Bei der Auswahl von Zeugen scheint die Rolle der Geschichtswissenschaft als Volkserzieherin auch ganz schön "begründungspflichtig".
Demokratie der Schreibenden?
Vielleicht die Literatur? "Wer schreibt, der bleibt", weiß die WELT. Und Wolf Lepenies erklärt, wie's geht: "Der 'wahre Roman der Gesellschaft' entsteht im Internet", lesen wir.
"Der Historiker Pierre Rosanvallon hat die Franzosen aufgerufen, aus ihrem Alltagsleben zu berichten".
Pierre Rosanvallon erhofft sich nach Lepenies "die Wiederbelebung der Demokratie von einer Gesellschaft der Schreibenden."
Wenn das kein Potenzial zur Volkserziehung ist.
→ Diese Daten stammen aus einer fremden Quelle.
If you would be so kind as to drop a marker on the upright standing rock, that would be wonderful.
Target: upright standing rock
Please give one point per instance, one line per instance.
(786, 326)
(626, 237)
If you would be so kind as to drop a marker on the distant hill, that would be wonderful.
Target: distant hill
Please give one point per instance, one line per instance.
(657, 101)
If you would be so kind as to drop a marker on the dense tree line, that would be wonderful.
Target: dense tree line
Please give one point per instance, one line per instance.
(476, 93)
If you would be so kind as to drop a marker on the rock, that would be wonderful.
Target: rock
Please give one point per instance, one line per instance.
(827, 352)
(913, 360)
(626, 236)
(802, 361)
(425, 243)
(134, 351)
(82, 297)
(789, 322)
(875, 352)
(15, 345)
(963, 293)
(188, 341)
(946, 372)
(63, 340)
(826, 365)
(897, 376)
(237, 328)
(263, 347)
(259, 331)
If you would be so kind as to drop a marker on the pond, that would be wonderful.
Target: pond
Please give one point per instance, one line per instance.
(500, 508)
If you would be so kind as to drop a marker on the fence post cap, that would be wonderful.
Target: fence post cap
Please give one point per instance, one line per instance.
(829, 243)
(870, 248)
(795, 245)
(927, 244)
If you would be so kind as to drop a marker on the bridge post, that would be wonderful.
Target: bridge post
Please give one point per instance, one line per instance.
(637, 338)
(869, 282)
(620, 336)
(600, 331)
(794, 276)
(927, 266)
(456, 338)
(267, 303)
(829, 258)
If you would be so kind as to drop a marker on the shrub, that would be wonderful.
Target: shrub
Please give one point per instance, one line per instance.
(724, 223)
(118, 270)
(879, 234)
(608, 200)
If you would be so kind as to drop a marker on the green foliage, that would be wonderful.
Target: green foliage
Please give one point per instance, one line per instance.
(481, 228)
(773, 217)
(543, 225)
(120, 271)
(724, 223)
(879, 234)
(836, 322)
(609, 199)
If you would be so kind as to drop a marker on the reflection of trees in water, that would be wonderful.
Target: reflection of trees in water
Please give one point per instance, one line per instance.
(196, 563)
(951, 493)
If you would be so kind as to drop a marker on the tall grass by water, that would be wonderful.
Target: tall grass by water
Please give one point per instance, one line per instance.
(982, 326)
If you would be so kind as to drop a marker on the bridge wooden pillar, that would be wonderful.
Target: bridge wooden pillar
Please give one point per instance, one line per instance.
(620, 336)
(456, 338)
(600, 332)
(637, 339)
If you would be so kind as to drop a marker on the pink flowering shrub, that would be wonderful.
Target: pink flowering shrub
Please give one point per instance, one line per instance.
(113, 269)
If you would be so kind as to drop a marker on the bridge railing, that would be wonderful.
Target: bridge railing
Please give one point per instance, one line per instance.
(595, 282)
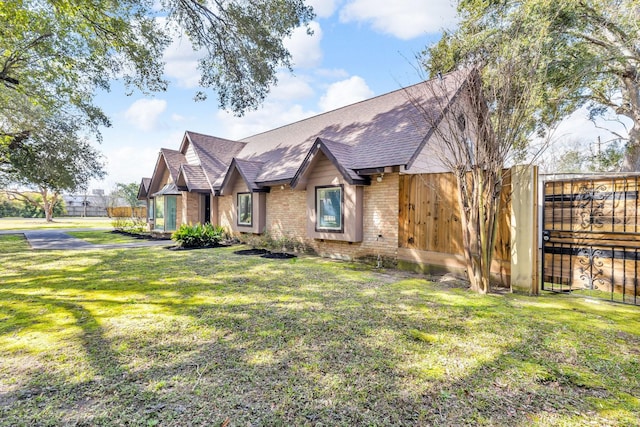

Aber Vorsicht, Lepenies schreibt auch:
"Darin kommt eine Utopie zum Ausdruck, die in der Mitte des neunzehnten Jahrhunderts der Kritiker Sainte-Beuve vorausahnte und mit ironischem Entsetzen kommentierte: 'Man muss sich mit der Invasion der literarischen Demokratie ebenso wie mit dem Heraufkommen all der anderen Demokratien abfinden. Zu schreiben und etwas drucken zu lassen wird immer weniger etwas Besonderes sein. Jeder wird einmal Autor sein. Von da ist es nur noch ein kleiner Schritt, bis jeder sein eigenes Feuilleton schreibt'."
Was soll man dieser 150 Jahre alten Prophezeiung im Rahmen eines "Blicks in die Feuilletons" noch hinzuzufügen?